Kemal karıştığı bir kavgada karşısındaki adamı yedi yerinden bıçakladığı için içeri girmişti ve 3 senedir Kartal Mustafa'nın koğuş arkadaşlığını yapmıştı. 3 senedir yaptığı gibi gülümsedi ve cevap verdi:
"Estağfurullah Kartal."
İkili, ellerinde çantalarla cezaevinin kapısında onları alacak kişileri bekliyorlardı. Çok beklemelerine gerek kalmadı çünkü siyah bir Mercedes son gaz yanlarına geliyordu.
"Heh, benimkiler geldi işte." dedi Kartal sabırsızca sigarasını yere atıp üstüne basarak. "Sen de benle geliyorsun di mi Kemal'im?"
"Yok abi." dedi Kemal, az önce yolun karşısına gelen başörtülü bir kadını ve bıyıklı bir adamı göstererek. "Karım ve abim gelmiş, müsaadenle..."
"Bekle hele!" Kartal cüzdanını açıp bir kart çıkarttı ve arkasına bir numara yazdı. "İçeride olanları asla unutmam. Bir derdin oldu mu, hemen beni ara koçum."
Kartal Mustafa, her ne kadar burnuna kadar pis işlerle uğraşıyor olsa da vefakar adamdı. İçeride çıkan bir kavgada, şişlenmekten Kemal sayesinde kurtulmuştu ve o günden beri Kemal'i hiç yanından ayırmıyordu.
"Tabi Kartal'ım. Haydi geçmiş olsun, yolun açık olsun."
Kartal Mustafa bir durup Kemal'i süzdü, sonra elindeki çantayı bırakıp adama sarıldı.
"Haydi bakalım, senin de yolun açık olsun. Unutma lan beni!"
Kemal 3 senedir yaptığı gibi gülümsedi ve siyah Mercedes'e binen Kartal Mustafa'ya arkasını dönerek yolun karşısına geçti. Abisi ve karısı rolündeki iki polis arkadaşına sarılırken kulaklarına şunu fısıldadı:
"Tamamdır, adam bana güveniyor."
Kemal Kanun aslında polisti.

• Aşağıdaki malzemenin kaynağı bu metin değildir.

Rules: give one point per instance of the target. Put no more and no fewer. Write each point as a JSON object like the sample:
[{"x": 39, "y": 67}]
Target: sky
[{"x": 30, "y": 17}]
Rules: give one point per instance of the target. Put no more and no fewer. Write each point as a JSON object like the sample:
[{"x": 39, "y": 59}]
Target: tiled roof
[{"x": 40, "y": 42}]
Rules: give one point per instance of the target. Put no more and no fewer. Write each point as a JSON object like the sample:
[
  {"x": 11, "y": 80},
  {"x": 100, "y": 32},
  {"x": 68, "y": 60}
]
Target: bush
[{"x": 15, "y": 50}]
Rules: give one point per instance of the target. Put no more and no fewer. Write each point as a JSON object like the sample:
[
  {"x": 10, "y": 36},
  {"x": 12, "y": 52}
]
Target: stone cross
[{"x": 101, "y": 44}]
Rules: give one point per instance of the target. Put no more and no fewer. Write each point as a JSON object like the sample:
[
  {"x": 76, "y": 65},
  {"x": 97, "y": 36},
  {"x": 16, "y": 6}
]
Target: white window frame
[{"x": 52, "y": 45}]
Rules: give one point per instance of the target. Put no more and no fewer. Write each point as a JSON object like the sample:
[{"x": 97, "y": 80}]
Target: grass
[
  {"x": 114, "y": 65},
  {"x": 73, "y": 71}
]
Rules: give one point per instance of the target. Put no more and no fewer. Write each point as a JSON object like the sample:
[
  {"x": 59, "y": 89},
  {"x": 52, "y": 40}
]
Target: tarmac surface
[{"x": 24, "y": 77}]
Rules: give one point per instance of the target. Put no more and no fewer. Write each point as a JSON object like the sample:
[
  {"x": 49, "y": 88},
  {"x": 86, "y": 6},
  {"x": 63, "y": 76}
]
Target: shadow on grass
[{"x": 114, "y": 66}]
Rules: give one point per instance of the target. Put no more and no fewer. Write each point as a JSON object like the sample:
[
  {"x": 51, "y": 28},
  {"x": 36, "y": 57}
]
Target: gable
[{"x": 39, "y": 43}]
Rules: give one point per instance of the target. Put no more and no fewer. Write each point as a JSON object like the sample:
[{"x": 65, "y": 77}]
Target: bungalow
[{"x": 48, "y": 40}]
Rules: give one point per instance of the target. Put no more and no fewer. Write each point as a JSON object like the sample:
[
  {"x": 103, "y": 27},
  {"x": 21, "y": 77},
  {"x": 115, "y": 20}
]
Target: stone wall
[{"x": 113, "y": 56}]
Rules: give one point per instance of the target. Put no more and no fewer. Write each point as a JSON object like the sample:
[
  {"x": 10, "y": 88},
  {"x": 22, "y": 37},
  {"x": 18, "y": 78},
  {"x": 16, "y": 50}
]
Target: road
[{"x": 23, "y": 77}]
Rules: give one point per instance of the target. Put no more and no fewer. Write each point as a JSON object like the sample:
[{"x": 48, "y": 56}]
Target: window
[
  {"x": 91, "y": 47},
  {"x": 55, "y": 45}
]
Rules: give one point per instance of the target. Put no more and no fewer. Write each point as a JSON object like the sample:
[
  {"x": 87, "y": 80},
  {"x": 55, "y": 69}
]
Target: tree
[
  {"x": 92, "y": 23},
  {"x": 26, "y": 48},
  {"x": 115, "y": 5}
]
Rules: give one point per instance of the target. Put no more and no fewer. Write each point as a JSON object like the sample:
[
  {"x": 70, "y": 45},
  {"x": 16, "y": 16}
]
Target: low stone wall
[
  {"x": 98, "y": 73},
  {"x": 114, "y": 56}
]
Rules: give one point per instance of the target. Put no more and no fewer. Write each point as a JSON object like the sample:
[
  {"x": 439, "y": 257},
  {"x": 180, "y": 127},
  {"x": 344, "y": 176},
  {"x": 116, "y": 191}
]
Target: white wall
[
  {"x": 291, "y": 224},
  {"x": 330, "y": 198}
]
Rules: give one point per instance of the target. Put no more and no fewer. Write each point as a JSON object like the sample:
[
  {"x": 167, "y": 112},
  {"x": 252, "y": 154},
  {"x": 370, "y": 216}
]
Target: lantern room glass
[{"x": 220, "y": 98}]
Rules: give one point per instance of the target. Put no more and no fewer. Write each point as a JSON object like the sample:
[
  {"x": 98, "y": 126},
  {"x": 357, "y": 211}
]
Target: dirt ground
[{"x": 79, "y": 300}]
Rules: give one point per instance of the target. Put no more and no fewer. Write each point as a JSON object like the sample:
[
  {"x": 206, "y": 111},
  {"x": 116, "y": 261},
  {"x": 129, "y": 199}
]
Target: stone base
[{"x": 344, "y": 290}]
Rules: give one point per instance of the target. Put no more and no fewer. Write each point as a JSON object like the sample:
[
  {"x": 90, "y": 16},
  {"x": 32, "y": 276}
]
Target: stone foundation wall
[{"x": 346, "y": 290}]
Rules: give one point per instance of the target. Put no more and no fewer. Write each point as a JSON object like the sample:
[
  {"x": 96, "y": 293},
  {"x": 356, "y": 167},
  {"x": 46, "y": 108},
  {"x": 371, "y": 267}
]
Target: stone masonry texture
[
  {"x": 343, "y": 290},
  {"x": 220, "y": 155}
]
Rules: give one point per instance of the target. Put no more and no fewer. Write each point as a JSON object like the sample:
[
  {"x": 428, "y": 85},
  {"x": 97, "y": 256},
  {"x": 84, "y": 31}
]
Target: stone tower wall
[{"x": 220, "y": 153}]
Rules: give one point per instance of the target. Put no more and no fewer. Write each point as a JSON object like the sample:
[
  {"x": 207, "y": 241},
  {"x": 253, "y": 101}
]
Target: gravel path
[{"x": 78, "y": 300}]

Teşkilat tarafından Kartal Mustafa'nın mensubu olduğu çeteye sızabilmesi için Kartal'ın hücresine yerleştirilmişti. Yine teşkilat tarafından planlanan kavgada Kemal, Kartal'ın hayatını kurtarınca güvenini kazanmış ve yavaş yavaş işin içine girmeye başlamıştı.
Geldiği hızla giden siyah Mercedes'in arkasından bakan Kemal tekrar arkadaşlarına döndü.
"Haydi hayırlısı."
Not: Otobüs yolculuğunda aklıma gelen bir kurgunun kısacık başlangıcı. Unutmayayım diye yazdım, devamı kesinlikle gelecektir.